ABC News’ Betsy Stark reports: Listening to the MBA president trying to explain the roots of the financial crisis last night, it was easy to imagine why Americans are so reluctant to sign on to this $700 billion bailout. It's not just that they resent having to rescue Wall Street fat cats who have been living the high life while they struggled to fill their gas tanks and send their kids to college, it's that most of them have no idea -- in economic terms -- what this crisis is all about.
Most Americans understand the stock market -- a little. We show them pictures of the trading floor of the New York Stock Exchange and half the population is invested directly or indirectly in stocks. They know, in rough terms, that the value of their nest eggs goes up and down with the Dow.
But it starts to get a little fuzzy after that. The financial literacy problem in this country is well-documented. Many Americans with 401ks couldn't tell you what's in them and, despite the lesson of Enron,that diversification is the first rule of investing. It's safe to say lots of hardworking Lehman Brothers, Bear Stearns and AIG employees probably lost their life savings when those companies became part of the carnage of this crisis.
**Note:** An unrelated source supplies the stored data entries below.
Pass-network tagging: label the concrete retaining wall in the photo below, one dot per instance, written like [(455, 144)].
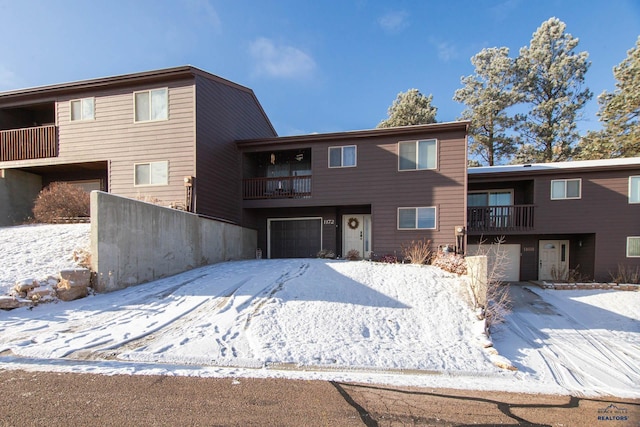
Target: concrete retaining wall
[(18, 190), (134, 242)]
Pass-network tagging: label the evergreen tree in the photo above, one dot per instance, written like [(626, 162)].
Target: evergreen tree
[(487, 94), (619, 113), (550, 79), (410, 108)]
We've been told and we've been reporting that frozen credit markets are at the heart of this crisis. But even a lot of smart people don't have the foggiest idea what these invisible markets do for the economy, even when they are not frozen. We've offered various metaphors -- "the plumbing of the economy" and "the circulatory system" -- and Fed Chairman Ben Bernanke has tried his best in Congress over the last couple of days to explain what happens when the plumbing and the circulation fail. But it wasn't quite adding up to a $700 billion bailout -- until, perhaps, last night.
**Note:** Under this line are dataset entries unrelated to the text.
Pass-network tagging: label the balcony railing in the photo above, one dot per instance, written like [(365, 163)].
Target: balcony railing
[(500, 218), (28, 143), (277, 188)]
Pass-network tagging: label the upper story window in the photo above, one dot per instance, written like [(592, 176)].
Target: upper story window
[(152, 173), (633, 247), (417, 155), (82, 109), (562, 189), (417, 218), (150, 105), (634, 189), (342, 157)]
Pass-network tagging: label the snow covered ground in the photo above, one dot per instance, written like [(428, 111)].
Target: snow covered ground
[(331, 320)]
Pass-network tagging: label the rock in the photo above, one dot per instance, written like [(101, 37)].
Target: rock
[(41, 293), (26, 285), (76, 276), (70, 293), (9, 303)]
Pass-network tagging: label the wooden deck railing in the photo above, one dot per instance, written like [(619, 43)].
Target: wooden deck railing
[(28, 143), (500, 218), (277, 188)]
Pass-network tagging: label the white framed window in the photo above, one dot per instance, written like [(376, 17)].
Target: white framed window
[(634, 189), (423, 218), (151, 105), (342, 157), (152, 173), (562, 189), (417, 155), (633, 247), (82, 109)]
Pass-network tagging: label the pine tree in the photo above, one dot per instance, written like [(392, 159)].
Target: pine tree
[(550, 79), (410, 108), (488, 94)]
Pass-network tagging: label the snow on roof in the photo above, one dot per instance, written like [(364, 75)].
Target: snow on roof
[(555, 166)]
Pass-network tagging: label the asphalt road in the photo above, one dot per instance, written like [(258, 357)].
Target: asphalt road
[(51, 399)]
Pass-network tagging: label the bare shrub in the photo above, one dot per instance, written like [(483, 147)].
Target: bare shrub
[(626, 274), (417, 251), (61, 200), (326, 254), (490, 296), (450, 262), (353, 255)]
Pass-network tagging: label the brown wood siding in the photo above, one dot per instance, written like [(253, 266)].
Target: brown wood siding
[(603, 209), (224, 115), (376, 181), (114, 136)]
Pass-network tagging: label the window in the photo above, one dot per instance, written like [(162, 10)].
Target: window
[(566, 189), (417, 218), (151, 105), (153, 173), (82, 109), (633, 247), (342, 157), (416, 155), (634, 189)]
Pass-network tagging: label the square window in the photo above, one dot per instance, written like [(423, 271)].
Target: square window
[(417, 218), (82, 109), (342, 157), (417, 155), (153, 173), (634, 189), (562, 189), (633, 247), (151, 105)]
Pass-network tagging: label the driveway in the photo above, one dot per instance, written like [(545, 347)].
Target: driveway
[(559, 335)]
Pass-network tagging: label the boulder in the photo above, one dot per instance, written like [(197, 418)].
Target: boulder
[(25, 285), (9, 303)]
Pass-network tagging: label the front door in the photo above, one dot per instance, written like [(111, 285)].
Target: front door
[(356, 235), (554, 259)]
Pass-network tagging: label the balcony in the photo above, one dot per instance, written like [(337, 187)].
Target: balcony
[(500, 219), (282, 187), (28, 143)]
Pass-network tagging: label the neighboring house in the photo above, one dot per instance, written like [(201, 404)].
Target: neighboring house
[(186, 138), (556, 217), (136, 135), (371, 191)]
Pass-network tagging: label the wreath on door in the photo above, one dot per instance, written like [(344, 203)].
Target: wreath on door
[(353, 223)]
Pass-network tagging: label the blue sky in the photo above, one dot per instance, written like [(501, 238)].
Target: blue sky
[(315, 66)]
Even if ordinary Americans are still not able to connect the dots of how the malfunctioning of markets they can't see or understand has morphed into a crisis of epic proportions, they are getting the message about where this all could lead if Congress doesn't cut a deal: Stocks will tank, nest eggs will crumble, retirement dreams will disappear, lending will halt, people will not be able to buy houses, home prices will fall some more, foreclosures will rise some more, consumers will hunker down, corporate profits will sink, jobs will be lost … and those are consequences everyone can understand.